Early results of this section achieved in the Reassembly and Fibre Selection subcategories were published in the article 'Fermenting Knits' prior to the completion of this Master project.
REASSEMBLY
Reassembly potential is examined as a subsidiary characteristic of BC’s self-assembling potential by testing the necessary amount of liquid growth medium to enable pellicle formation.
I. FIBRE SELECTION
A wide net is cast across knitted and crocheted scaffolds so as to understand quality of reassembly regarding the best basal properties upon which to cement subsequent experimentation.
II. TECHNIQUE
This category elaborates on the question of whether or not BC reassembles by experimenting with the structure construction from diferent knitting methods; having tested intuitively, the conclusions divide this subcategory between knitting and crochet.
ACTIVE DESIGN | THEMATIC SYNTHESIS
Amalgamating non-human agency and designerly intentionality requires sought outcomes and knowledge of how to achieve this utilising biological and designerly perspectives. Experimental approaches result in artistic investigation compounded with sound scientific processes.

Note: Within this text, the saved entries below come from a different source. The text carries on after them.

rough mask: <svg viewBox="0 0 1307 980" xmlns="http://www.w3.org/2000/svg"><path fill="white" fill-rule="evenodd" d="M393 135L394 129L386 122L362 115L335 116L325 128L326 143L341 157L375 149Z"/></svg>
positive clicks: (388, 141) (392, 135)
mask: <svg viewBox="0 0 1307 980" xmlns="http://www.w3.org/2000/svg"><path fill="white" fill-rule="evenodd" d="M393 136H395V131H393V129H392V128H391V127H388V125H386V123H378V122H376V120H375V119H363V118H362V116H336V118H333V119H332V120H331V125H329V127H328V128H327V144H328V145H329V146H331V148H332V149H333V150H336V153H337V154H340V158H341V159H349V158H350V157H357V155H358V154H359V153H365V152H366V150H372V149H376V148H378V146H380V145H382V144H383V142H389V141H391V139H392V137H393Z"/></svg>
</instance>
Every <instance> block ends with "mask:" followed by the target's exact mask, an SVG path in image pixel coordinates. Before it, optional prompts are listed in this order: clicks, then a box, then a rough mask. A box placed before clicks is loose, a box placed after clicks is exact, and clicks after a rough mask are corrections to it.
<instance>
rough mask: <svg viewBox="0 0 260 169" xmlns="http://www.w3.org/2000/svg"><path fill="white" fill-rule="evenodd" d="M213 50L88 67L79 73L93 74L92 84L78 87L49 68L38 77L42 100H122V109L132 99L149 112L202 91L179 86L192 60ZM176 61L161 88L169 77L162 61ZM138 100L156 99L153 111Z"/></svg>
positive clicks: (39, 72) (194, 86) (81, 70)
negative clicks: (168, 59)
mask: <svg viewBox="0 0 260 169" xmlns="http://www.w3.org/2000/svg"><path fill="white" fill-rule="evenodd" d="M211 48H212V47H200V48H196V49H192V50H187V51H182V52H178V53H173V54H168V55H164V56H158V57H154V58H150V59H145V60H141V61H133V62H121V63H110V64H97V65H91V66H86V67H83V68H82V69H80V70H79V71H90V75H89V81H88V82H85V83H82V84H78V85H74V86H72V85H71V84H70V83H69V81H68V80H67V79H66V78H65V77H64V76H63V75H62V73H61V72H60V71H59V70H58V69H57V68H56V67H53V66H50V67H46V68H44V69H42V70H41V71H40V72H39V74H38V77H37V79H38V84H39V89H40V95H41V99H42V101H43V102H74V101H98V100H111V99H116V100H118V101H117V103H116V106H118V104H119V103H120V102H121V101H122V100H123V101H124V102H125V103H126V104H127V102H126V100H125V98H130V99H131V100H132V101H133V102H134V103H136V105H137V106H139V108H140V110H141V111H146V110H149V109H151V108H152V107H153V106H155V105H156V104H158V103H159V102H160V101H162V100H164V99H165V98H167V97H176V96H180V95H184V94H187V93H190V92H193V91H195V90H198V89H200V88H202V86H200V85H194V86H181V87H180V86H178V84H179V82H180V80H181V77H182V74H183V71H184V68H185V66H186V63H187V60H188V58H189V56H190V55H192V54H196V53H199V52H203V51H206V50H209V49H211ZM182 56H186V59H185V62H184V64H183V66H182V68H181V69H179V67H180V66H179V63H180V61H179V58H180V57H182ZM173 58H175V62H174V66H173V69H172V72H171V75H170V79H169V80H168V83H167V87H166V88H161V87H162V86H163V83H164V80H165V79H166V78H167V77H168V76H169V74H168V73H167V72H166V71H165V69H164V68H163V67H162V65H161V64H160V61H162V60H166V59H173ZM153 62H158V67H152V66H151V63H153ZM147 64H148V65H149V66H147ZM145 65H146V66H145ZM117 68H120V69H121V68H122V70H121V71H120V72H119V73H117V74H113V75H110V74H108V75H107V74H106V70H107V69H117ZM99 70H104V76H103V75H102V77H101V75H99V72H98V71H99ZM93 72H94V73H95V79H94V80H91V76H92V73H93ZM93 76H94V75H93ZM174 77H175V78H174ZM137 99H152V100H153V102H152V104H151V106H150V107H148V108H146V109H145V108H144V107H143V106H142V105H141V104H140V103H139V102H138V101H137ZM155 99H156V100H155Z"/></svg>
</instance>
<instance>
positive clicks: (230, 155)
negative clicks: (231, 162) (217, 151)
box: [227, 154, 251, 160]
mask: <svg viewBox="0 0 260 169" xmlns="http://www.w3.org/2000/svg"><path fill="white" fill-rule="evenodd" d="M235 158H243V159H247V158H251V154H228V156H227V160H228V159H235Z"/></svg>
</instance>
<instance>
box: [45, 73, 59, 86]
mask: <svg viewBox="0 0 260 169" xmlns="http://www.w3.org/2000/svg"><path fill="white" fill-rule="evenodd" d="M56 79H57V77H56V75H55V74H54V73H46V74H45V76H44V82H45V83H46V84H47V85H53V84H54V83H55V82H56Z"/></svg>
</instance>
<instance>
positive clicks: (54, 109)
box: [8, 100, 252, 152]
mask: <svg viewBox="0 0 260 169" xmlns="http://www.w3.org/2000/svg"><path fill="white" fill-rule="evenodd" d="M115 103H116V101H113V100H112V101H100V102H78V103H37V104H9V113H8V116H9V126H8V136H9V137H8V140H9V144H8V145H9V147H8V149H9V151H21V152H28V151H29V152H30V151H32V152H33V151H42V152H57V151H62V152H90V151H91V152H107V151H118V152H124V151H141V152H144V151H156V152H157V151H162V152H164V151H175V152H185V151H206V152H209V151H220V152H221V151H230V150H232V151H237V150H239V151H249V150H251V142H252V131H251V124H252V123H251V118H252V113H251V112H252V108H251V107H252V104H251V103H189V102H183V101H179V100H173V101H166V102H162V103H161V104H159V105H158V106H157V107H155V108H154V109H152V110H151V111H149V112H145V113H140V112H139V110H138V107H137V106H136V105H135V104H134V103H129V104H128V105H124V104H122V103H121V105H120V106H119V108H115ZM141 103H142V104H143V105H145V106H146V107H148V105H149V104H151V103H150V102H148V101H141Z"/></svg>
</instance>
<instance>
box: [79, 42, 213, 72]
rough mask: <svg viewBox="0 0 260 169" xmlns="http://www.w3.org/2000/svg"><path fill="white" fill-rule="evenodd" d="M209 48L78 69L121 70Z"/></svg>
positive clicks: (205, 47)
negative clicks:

This stage puts forward the growth behaviour of BC where artistic experimentation is conducted towards specific outcomes within closed categories. This isolates and examines each category from the human perspective and through the lens of bacterial agency.
III. COLOUR
Although colouration is partly unstable due to the bacteria's metabolic processes, it can be catalogued within ranges. Colouration focuses on yarn, as colouring the pellicle remains within future design scopes. This set of experiments divides colour in warm tones, cold tones and uncoloured tones.
IV. FORM
Determining morphology is investigated through a widening scope of elements through which stitches conform the whole scaffold; type, orientation, volume.
V. TEXTURE
Sensuous perception of BC composites is demystified through textural exploration.
VI. SCOBY MEETS KNIT
Honing into translating textile into artefact, examined features are merged as means to progress into more complex artefact stages. While these artefacts have no specific intention, they illustrate ways how textile could be applied to fashion contexts within specific applications.
ACTIVE DESIGN | HOLISTIC COMPREHENSION
The human asserts its hold on designerly agency over BC by proposing more dynamic and volatile perspectives. Since results of one kind may come about through neighbouring characteristics, lines between categories become increasingly blurry.
Output results are classified by their principal contributions whilst acknowledging the influence of parallel categories.
VII. COLOUR
This instance of colouration challenges bacterial behaviour through intentional colour placement and scaffold design.
VIII. FORM
Proposing pathways to translate textile into artefacts conforms contends with increased form complexity present in full objects.
IX. TEXTURE
Mismatch in tactile and optic perception is explored through the enactment of visible texture, offering a chance to visually engage with the textile’s touch.
X. KNIT MEETS SCOBY
Utilising BC characterisation as method to compose and propose textile artefacts contextualisable in practice conforms the objective of this category. Body-specific artefactsare devised implementing motion as consequence of textural exploration.